Some 70 million rural households are engaged in milk production, the majority of them being small and marginal farmers. Dairy cooperatives ensure inclusiveness and livelihoods especially for women. In a market driven economy, it is all the more important to have producer-centric institutional structures that strictly conform to cooperative principles and provide rural milk producers a greater access to the organized market.
National Dairy Plan Phase I, Guidelines on Village Milk Procurement Systems, It is necessary to simultaneously work in providing milk producers greater opportunities for sale of their surplus to the organized sector by expanding village based milk procurement systems that facilitate fair and transparent transactions.
This would require:
- Strengthening of milk procurement system in the existing dairy cooperatives
- Promoting Producer Companies in areas where cooperatives are not present or have low coverage and procurement.
- Setting up a sustainable milk procurement system, ensuring fairness and transparency.
- Ensuring that quality milk is collected by bringing in maximum milk producers under the organized sector.
- Creating more village level institutional structures following cooperative principles and safeguard the interest of small producers.
- Helping provide rural milk producers with greater access to the organized milk processing sector and thereby enhance income of small rural dairy farmers.
Dairies have cut milk procurement prices by 11 percent as per the reports in October.
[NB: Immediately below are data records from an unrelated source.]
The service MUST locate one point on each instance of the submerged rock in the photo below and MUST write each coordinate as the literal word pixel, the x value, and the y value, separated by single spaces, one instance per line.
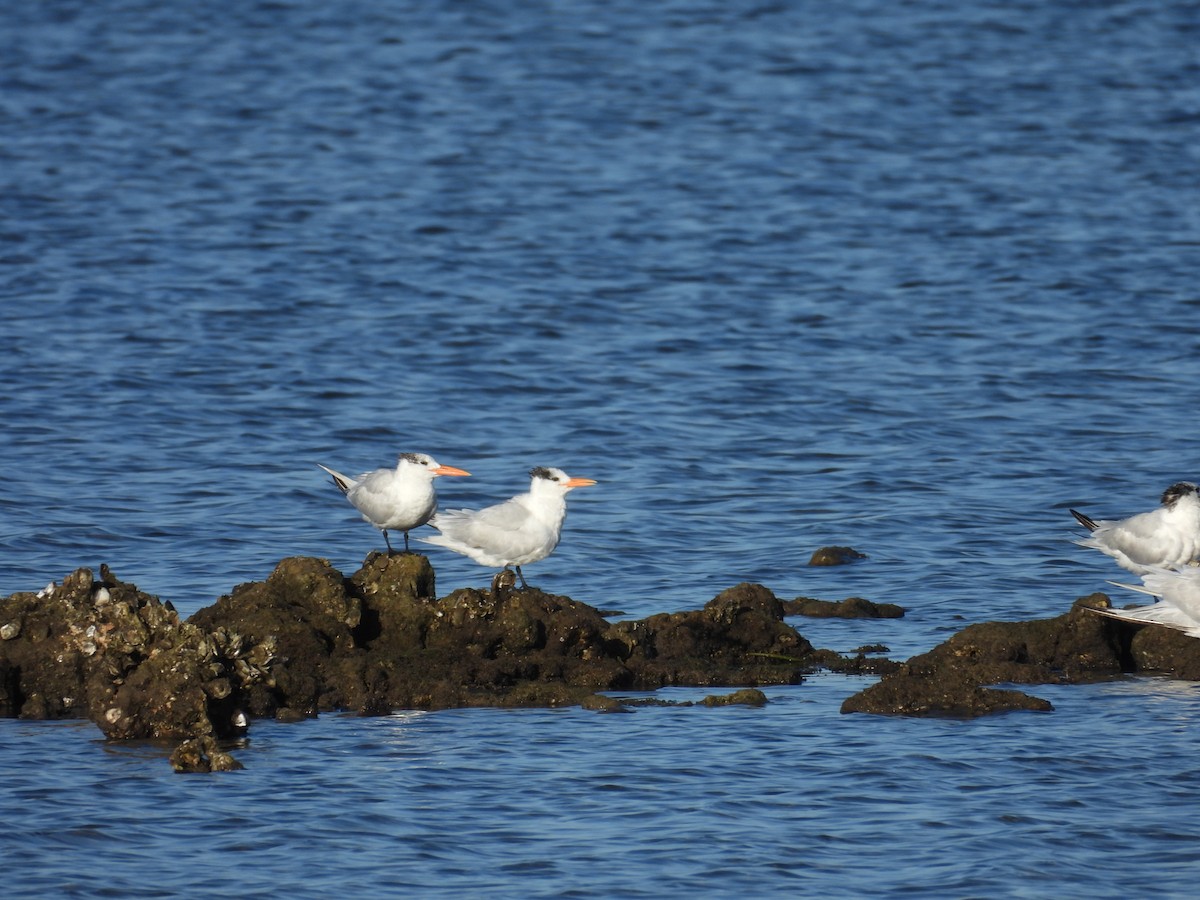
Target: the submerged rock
pixel 852 607
pixel 835 556
pixel 309 639
pixel 1075 647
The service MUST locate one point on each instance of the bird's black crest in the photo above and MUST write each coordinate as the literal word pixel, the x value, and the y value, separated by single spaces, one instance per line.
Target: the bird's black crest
pixel 1173 493
pixel 1086 521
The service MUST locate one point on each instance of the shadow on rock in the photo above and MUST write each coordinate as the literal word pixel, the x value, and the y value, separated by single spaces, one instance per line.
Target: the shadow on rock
pixel 1073 648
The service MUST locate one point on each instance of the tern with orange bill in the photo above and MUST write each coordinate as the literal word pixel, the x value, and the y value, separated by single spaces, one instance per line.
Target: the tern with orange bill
pixel 396 499
pixel 517 532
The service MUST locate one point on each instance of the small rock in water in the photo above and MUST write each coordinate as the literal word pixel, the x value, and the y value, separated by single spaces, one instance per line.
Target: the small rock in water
pixel 835 556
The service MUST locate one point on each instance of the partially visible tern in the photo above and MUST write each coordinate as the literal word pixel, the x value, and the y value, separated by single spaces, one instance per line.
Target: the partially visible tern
pixel 397 499
pixel 1180 609
pixel 1165 538
pixel 517 532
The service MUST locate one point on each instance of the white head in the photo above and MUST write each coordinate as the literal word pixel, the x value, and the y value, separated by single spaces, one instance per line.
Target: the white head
pixel 426 465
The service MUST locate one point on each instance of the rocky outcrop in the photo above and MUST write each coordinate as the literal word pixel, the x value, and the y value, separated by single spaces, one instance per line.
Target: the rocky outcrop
pixel 105 651
pixel 1075 647
pixel 852 607
pixel 309 640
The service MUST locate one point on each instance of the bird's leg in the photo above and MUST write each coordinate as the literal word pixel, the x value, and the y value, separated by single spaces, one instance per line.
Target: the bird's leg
pixel 503 581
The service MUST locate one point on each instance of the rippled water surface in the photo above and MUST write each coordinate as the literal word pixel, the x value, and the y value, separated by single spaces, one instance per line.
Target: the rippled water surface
pixel 910 277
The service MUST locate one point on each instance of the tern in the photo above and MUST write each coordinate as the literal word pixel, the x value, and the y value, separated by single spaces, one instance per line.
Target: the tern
pixel 1164 538
pixel 401 498
pixel 517 532
pixel 1180 593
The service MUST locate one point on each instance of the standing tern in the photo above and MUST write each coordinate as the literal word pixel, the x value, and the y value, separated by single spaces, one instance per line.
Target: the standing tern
pixel 1180 609
pixel 517 532
pixel 400 498
pixel 1168 537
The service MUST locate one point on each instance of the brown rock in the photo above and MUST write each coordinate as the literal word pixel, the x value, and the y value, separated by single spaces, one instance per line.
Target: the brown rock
pixel 835 556
pixel 852 607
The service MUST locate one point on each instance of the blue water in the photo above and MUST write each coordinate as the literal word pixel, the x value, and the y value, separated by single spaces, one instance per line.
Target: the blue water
pixel 910 277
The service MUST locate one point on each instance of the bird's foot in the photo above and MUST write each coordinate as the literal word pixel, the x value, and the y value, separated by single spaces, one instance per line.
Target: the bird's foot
pixel 503 582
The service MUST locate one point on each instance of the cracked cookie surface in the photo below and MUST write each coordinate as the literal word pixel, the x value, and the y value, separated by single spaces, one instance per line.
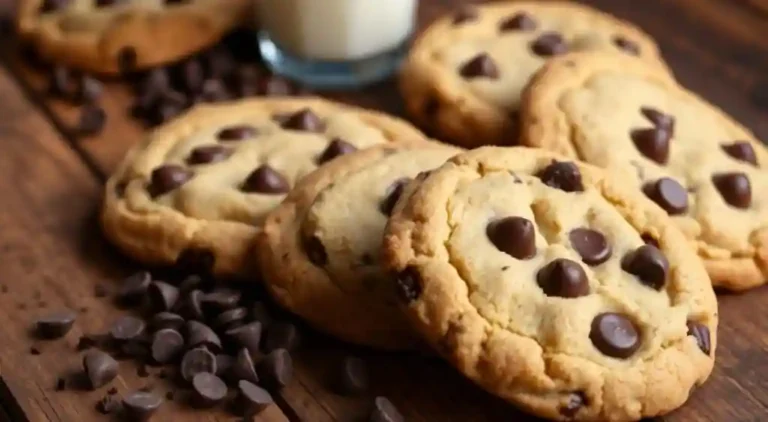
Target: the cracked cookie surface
pixel 205 181
pixel 698 164
pixel 98 35
pixel 465 74
pixel 552 285
pixel 319 250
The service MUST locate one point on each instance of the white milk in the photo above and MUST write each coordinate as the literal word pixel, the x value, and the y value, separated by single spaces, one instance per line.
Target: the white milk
pixel 337 30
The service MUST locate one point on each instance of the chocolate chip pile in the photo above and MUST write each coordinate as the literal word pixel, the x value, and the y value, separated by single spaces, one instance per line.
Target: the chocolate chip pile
pixel 217 344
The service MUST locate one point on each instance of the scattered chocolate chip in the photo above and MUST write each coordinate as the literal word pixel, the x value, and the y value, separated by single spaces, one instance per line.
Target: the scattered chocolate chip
pixel 515 236
pixel 167 344
pixel 56 325
pixel 167 178
pixel 520 21
pixel 735 188
pixel 353 378
pixel 591 245
pixel 648 264
pixel 615 335
pixel 99 367
pixel 563 278
pixel 384 411
pixel 627 45
pixel 549 44
pixel 197 360
pixel 700 332
pixel 127 328
pixel 266 180
pixel 562 175
pixel 336 148
pixel 276 369
pixel 393 193
pixel 481 65
pixel 141 405
pixel 653 143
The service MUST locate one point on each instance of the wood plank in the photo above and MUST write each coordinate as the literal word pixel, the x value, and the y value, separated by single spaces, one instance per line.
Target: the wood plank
pixel 53 257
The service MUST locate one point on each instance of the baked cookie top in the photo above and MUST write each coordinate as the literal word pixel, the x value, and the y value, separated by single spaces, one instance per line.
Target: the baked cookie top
pixel 693 160
pixel 319 250
pixel 479 59
pixel 540 280
pixel 207 179
pixel 101 36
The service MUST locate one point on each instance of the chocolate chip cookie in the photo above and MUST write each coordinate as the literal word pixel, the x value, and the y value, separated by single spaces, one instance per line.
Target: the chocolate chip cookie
pixel 465 74
pixel 200 186
pixel 553 285
pixel 319 250
pixel 694 161
pixel 107 36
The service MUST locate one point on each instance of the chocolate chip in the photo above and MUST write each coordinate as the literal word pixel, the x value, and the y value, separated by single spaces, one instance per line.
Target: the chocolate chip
pixel 614 335
pixel 99 367
pixel 91 121
pixel 199 334
pixel 253 398
pixel 627 45
pixel 481 65
pixel 141 405
pixel 196 361
pixel 668 194
pixel 515 236
pixel 562 175
pixel 276 369
pixel 563 278
pixel 282 335
pixel 465 14
pixel 242 368
pixel 393 193
pixel 167 344
pixel 549 44
pixel 127 328
pixel 591 245
pixel 384 411
pixel 520 21
pixel 659 119
pixel 353 379
pixel 409 284
pixel 248 336
pixel 266 180
pixel 700 332
pixel 210 389
pixel 741 151
pixel 734 188
pixel 167 178
pixel 304 120
pixel 208 154
pixel 648 264
pixel 163 296
pixel 237 133
pixel 336 148
pixel 56 325
pixel 653 143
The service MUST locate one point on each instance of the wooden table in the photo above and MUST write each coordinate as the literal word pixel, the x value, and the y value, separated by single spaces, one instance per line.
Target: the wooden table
pixel 52 254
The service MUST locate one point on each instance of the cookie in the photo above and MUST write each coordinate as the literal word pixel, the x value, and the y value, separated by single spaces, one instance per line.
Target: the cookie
pixel 694 161
pixel 199 187
pixel 540 279
pixel 109 36
pixel 319 250
pixel 465 74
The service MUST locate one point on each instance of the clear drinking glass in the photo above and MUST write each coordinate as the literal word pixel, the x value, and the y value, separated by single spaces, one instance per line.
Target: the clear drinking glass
pixel 335 43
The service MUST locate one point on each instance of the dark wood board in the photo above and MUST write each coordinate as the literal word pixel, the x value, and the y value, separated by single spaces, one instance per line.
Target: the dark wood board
pixel 50 182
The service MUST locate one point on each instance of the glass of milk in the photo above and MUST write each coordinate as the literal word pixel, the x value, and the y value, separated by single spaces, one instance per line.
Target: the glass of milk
pixel 335 43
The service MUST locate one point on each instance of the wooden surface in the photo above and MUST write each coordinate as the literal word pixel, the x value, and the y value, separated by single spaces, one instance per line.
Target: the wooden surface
pixel 52 255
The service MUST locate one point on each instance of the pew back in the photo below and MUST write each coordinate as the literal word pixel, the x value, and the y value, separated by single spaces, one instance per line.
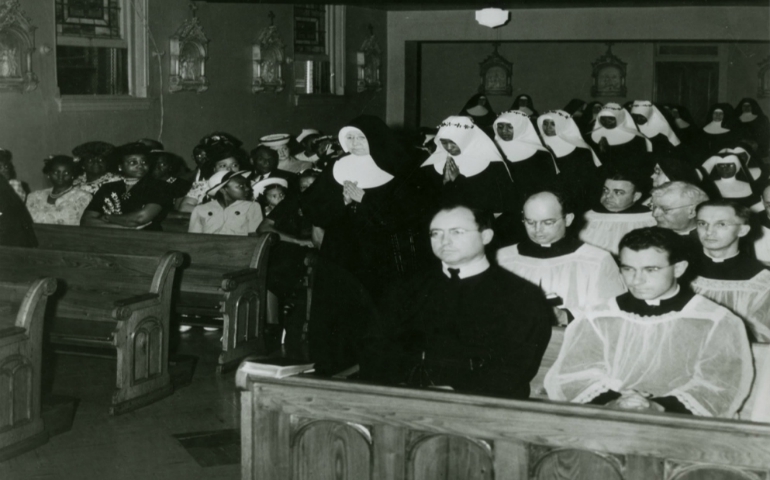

Strategically, dairies have reduced milk procurement prices by Rs 3 a litre in three equal phases to offer it currently at Rs 24 a litre. The first cut of one rupee a litre was reported in around the first week of August when all the milk farmers in Maharashtra were demanding farm loan waivers. A second one-rupee price cut was announced in early September this year. Dairies reported a third cut of similar amount on Dusshera- IndoAsian Commodities Report.
As per the Business Stand Report, Prabhat Dairy launched its new corporate identity and set a target to achieve the turnover of Rs 2,000 crore by 2020, and also raised its revised milk procurement target of 1.4 million litres a day by 2020, from the level of one million liters now. This is hopes to achieve with the same number of farmers and milking animals. The Kaira District Co-operative Milk Producers Union Limited popularly known as Amul Dairy, has decided to increase milk procurement price paid to farmers by Rs 20 per kilo fat.
The need for promotion of dairy in India arises due to several considerations such as low per capital availability of milk. The unorganised milk procurement channel to the organised channel is a slow process. Ultimately, the need for dairy development in India arises due to various reasons which stand out prominently as supply of adequate quantity of milk at reasonable price to urban consumers, lack of marketing facilities and extension services.
India wants to forge partnership globally in the food processing sector to bring the best practices of the world into its food value chain. World Food provided a platform for companies which looked at expanding their footprints outside their country for new opportunities. The national Food Processing Policy is of enormous significance for India’s development because of the vital linkages between the two pillars of the economy: Industry and Agriculture. Overall, the development of dairy industry will help to satisfy the nation’s nutrition requirement, tap the market growth, and generate employment to small farmers.